How to get immediate parent node with scrapy in py

2019-08-03 20:45发布

问题:

I am new to scrapy. I want to crawl some data from the web. I got the html document like below.

dom style1:
<div class="user-info">
    <p class="user-name">
        something in p tag
    </p>
    text data I want
</div>

dom style2:
<div class="user-info">
    <div>
        <p class="user-img">
            something in p tag
        </p>
        something in div tag
    </div>
    <div>
        <p class="user-name">
            something in p tag
        </p>
        text data I want
    </div>
</div>

I want to get the data text data I want, now I can use css or xpath selector to get it by check it exists. But I want to know some better ways. For example, I can get css p.user-name first, and then I get it's parent, and then I get it's div/text(), and always the data I want is the text() of the p.user-name's immediate parent div, but the question is, how can I get the immediate parent p.user-name?

回答1:

With xpath you can traverse the xml tree in every direction(parent, sibling, child etc.) where css doesn't support this.
For your case you can get node's parent with xpath .. parent notation:

//p[@class='user-name']/../text()

Explanation:
//p[@class='user-name'] - find <p> nodes with class value user-name.
/.. - select node's parent.
/text() - select text of the current node.

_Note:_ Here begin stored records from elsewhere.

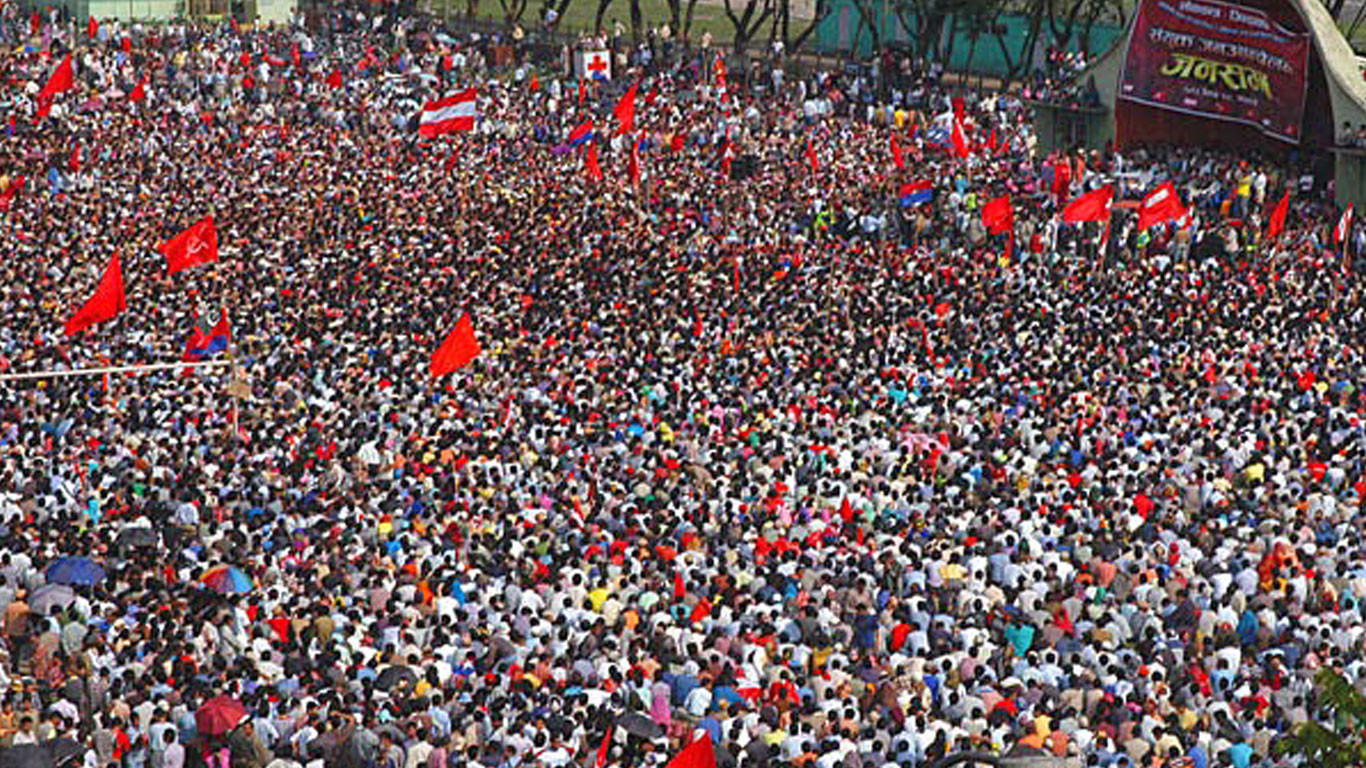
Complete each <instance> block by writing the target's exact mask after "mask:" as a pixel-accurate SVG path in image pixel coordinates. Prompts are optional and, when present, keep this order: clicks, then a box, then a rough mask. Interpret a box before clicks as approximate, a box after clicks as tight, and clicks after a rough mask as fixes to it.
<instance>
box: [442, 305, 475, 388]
mask: <svg viewBox="0 0 1366 768" xmlns="http://www.w3.org/2000/svg"><path fill="white" fill-rule="evenodd" d="M479 351H481V348H479V340H478V339H475V338H474V324H473V323H470V313H464V314H462V316H460V321H459V323H456V324H455V331H451V335H449V336H447V338H445V340H444V342H441V346H440V347H437V350H436V351H434V353H432V366H430V368H432V376H433V377H441V376H445V374H447V373H451V372H455V370H460V369H462V368H464V366H466V365H469V364H470V361H471V359H474V358H477V357H478V355H479Z"/></svg>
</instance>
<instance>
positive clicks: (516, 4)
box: [499, 0, 529, 26]
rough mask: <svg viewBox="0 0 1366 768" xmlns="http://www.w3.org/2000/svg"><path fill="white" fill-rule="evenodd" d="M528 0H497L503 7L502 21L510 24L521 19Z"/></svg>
mask: <svg viewBox="0 0 1366 768" xmlns="http://www.w3.org/2000/svg"><path fill="white" fill-rule="evenodd" d="M527 3H529V0H499V5H500V7H501V8H503V22H504V23H505V25H508V26H512V25H515V23H518V22H520V20H522V15H523V14H526V7H527Z"/></svg>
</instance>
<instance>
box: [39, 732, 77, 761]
mask: <svg viewBox="0 0 1366 768" xmlns="http://www.w3.org/2000/svg"><path fill="white" fill-rule="evenodd" d="M42 746H45V748H48V752H49V753H52V764H53V765H57V767H60V765H66V764H68V763H71V761H74V760H75V758H78V757H82V756H83V754H85V748H82V746H81V745H79V743H76V739H68V738H66V737H63V738H60V739H52V741H49V742H48V743H45V745H42Z"/></svg>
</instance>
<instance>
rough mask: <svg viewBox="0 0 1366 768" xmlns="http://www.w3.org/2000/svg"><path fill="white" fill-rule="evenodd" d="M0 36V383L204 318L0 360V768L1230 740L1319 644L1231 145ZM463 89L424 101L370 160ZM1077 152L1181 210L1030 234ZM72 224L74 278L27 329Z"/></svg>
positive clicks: (1261, 763) (1331, 488)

This xpath should work in both of your described cases.



回答2:

What about using following-sibling axis?

>>> s = scrapy.Selector(text='''<div class="user-info">
...     <p class="user-name">
...         something in p tag
...     </p>
...     text data I want
... </div>''')
>>> username = s.css('p.user-name')[0]
>>> username.xpath('following-sibling::text()[1]').get()
'\n    text data I want\n'
>>> 

>>> s2 = scrapy.Selector(text='''<div class="user-info">
...     <div>
...         <p class="user-img">
...             something in p tag
...         </p>
...         something in div tag
...     </div>
...     <div>
...         <p class="user-name">
...             something in p tag
...         </p>
...         text data I want
...     </div>
... </div>''')
>>> username = s2.css('p.user-name')[0]
>>> username.xpath('following-sibling::text()[1]').get()
'\n        text data I want\n    '
>>>